Amnesty International and other human-rights groups sharply criticized Australia's immigration policies today (Monday), one year after a refugee incident at sea that dramatized the government's strict policy on admitting asylum seekers.

Exactly one year ago, Australia refused entry to a Norwegian cargo ship (the Tampa) carrying more than 400 asylum-seekers -- mostly Afghans -- rescued from a sinking Indonesian ferry. Australia eventually agreed to transport the illegal migrants to third countries while their visa applications were processed, but at the same time the government increased border security, and declared that anyone arriving illegally would not be granted temporary asylum.
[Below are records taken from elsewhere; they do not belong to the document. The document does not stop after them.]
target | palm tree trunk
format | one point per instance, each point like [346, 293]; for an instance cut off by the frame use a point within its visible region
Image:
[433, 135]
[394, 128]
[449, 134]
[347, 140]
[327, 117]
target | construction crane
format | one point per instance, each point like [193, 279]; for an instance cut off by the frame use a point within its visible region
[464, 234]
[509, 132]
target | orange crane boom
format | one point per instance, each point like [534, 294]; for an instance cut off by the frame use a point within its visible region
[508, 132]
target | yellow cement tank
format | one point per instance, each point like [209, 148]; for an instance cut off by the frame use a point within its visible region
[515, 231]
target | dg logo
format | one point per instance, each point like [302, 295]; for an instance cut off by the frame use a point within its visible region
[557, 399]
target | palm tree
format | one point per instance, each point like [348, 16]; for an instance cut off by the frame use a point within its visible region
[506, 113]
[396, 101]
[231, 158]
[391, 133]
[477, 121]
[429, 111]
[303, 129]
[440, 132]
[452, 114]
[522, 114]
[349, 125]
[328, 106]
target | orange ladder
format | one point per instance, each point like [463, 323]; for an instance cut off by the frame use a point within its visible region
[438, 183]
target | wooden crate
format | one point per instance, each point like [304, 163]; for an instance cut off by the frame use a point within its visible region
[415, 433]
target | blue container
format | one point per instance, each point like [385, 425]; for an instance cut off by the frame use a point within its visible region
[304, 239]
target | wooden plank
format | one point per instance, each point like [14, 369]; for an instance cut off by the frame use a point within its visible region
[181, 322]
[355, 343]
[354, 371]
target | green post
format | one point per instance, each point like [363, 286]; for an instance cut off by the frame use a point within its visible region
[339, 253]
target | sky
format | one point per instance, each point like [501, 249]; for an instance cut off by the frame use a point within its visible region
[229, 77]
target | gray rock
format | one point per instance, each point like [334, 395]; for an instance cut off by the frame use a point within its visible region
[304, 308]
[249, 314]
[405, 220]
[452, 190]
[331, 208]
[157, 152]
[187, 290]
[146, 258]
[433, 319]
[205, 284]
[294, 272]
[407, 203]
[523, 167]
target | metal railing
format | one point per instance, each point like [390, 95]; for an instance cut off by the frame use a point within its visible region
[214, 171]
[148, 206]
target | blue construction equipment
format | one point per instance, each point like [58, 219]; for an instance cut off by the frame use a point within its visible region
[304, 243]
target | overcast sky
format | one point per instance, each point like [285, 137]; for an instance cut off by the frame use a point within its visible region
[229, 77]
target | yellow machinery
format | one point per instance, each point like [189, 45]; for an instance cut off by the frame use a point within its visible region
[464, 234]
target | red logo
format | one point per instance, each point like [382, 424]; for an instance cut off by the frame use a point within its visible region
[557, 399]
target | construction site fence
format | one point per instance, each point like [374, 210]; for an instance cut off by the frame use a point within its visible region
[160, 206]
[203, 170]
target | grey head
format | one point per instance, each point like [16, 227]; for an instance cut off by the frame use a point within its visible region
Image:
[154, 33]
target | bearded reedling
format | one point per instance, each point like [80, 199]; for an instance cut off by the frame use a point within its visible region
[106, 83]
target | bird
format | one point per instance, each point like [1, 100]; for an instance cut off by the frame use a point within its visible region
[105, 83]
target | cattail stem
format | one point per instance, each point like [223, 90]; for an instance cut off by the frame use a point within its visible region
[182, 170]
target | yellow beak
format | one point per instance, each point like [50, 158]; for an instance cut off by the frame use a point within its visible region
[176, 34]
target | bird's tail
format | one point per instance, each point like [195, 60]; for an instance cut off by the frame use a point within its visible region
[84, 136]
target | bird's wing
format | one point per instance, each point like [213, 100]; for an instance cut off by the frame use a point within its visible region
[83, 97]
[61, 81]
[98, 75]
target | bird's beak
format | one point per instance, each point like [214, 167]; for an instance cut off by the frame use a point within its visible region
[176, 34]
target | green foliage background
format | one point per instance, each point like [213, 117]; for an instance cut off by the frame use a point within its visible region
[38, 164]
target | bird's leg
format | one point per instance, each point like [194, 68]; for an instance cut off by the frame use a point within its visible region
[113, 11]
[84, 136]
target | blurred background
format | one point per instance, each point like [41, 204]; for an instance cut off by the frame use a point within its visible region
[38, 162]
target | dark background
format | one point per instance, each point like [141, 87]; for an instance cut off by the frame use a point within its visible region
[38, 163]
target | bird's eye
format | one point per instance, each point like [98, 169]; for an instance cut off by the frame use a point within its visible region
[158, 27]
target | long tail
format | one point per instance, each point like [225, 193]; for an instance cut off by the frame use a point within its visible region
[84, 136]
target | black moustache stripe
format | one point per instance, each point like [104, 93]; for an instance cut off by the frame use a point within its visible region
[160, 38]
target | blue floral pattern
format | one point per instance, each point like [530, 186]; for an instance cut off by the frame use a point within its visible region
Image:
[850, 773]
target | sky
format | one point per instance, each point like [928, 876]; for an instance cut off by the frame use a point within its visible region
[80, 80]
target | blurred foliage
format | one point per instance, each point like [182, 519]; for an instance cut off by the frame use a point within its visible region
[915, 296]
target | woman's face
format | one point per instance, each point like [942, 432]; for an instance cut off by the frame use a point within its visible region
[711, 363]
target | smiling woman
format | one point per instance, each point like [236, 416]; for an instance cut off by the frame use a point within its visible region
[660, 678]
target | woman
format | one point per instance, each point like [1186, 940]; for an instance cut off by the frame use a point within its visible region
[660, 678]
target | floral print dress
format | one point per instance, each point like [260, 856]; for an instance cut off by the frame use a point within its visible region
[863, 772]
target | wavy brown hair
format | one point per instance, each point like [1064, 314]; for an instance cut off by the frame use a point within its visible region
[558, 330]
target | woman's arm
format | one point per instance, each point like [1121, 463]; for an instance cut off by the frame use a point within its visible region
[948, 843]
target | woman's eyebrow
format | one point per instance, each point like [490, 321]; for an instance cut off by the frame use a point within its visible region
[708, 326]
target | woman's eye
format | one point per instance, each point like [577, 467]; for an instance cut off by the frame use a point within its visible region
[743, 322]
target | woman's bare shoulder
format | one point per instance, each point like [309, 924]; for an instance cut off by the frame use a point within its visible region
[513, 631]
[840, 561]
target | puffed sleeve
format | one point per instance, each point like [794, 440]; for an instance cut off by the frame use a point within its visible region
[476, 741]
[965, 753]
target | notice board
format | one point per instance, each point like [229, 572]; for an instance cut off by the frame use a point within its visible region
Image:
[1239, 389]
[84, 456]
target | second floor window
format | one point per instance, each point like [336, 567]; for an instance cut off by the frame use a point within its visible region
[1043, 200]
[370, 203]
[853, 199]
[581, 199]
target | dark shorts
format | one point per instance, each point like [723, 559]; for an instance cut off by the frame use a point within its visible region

Immigrants who reach Australia's shores now are held in detention while their asylum requests are processed.

The new policies proved popular with most Australians, who gave Prime Minister John Howard a third term in office in last November's elections.

Amnesty International says the policy of sending asylum-seekers to detention camps only continues the cycle of fear and uncertainty the refugees are feeling.

An Amnesty spokesman (Graham Thoms) says the flow of people seeking asylum in Australia appears to have been stemmed, but that has only created more problems for other refugees trying to flee human-rights abuses in their own countries.

Amnesty International says Australia's immigration policies have damaged the country's reputation for fairness and humanity.